Our paper from CHI 2009 seems to have made it to the ACM Digital Library. Essentially, we revisit Johanna Koljonen’s Knudepunkt paper on the “360 degree illusion” as a larp design ideal, connect it with the TING illusion of alternate reality games and show how the cocktail has been applied in two pervasive games, Momentum and Interference.
Pervasive games are staged in reality and their main attractiveness is generated by using reality as a resource in the game. Yet, most pervasive games that use mobile and location-based technology use reality only in a weak sense, as the location for a computerized game. In this article we analyze two game practices, Nordic style live action role-playing (larp) and alternate reality games (ARG), that instead use reality as their main game resource. We analyze how they go about creating a believable game world and encourage the players to actively take part in this world. We present two example games that do the same with the support of technology, effectively realizing an immersive game world through a combination of physical play and technology-supported play.

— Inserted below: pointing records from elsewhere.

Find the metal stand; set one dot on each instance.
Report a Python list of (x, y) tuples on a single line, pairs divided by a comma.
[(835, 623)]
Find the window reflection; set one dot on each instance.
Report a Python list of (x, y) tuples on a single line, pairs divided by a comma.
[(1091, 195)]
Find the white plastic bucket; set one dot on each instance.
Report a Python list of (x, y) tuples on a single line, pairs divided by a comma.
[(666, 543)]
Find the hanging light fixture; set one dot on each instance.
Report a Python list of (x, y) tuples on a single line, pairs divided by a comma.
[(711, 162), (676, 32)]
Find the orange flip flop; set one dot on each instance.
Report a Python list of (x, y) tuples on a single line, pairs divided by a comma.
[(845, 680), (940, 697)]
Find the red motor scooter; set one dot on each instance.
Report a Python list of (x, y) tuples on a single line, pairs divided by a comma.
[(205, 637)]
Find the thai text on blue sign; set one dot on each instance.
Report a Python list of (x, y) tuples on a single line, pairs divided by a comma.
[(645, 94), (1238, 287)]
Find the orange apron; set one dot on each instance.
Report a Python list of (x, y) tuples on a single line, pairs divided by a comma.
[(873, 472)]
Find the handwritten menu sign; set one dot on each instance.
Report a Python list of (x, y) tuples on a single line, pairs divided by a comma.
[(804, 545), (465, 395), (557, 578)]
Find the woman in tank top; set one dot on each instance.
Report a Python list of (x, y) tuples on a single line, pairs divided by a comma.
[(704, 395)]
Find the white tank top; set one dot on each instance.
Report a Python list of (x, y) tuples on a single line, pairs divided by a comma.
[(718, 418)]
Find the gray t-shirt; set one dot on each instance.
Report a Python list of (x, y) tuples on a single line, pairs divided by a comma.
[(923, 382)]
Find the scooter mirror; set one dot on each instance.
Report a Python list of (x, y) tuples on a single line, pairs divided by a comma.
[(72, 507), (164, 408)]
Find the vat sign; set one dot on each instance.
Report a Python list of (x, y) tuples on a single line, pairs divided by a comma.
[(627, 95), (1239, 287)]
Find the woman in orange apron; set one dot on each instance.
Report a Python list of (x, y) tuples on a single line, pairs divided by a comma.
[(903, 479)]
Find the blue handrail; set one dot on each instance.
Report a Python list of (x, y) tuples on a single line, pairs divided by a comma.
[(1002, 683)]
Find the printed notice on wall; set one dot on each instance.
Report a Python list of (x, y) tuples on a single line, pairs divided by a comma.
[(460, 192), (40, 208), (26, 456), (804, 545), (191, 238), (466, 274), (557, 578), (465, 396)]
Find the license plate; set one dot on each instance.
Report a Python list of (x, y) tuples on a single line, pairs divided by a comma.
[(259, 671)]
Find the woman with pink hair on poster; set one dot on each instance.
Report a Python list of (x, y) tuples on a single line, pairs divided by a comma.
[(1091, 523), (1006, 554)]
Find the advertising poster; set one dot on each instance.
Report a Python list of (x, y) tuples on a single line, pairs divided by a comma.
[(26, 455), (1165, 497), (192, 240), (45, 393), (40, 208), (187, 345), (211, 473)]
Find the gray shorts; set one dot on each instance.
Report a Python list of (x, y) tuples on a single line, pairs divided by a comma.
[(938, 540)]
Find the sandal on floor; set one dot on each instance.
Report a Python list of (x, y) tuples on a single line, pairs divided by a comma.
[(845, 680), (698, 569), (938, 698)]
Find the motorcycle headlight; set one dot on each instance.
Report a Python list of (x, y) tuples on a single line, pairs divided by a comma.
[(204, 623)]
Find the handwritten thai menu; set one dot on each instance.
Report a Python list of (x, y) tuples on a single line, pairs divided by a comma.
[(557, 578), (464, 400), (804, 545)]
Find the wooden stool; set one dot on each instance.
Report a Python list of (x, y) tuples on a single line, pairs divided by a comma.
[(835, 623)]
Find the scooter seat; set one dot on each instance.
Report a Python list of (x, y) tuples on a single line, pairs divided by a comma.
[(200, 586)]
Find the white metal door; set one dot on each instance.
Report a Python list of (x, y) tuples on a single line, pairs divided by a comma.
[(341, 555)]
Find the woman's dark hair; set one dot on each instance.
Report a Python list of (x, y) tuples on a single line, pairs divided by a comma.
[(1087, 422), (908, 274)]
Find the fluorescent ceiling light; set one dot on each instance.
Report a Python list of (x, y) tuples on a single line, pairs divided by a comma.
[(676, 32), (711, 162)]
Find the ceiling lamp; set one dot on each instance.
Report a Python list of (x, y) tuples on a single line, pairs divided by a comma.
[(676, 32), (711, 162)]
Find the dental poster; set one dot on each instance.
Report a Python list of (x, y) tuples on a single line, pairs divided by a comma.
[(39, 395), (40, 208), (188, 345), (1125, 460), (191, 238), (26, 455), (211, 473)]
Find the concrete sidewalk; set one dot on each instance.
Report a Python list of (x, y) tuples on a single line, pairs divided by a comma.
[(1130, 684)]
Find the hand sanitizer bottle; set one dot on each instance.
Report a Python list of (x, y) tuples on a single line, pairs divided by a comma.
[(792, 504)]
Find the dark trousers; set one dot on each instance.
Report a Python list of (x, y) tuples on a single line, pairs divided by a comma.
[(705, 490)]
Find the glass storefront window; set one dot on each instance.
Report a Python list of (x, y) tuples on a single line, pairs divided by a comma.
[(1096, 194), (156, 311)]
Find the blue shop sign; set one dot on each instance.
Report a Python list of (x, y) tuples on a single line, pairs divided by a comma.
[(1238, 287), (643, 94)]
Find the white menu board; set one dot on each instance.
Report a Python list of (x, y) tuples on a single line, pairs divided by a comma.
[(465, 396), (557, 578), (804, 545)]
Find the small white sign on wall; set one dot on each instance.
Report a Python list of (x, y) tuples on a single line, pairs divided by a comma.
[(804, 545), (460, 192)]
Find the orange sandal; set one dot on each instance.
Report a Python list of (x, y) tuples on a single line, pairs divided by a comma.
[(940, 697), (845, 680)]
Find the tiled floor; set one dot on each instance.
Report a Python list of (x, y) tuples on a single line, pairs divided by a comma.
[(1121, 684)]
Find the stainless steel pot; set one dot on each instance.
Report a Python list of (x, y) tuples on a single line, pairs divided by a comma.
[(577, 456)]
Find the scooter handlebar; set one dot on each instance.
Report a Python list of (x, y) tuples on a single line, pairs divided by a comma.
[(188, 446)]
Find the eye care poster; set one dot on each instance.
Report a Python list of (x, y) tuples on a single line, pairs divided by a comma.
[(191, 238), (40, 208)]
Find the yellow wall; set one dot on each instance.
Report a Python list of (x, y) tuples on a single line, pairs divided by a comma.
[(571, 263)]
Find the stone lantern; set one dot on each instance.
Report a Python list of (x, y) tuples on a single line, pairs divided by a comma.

(If you can’t access ACM Digital Library, just drop me an email and I’ll be happy to send a pdf your way.)
The CHI reviewers disagreed with our original use of Peirce’s semiotics (after the rebuttal round), so we had to do a quick fix and change every occurrence of indexicality to more ambiguous “authenticity”, inspired by this cool paper. If you like our use of Peirce, you should know that we changed almost nothing but the terms like “indexical activity” and “indexical environment” and lost a few paragraphs of semiotics.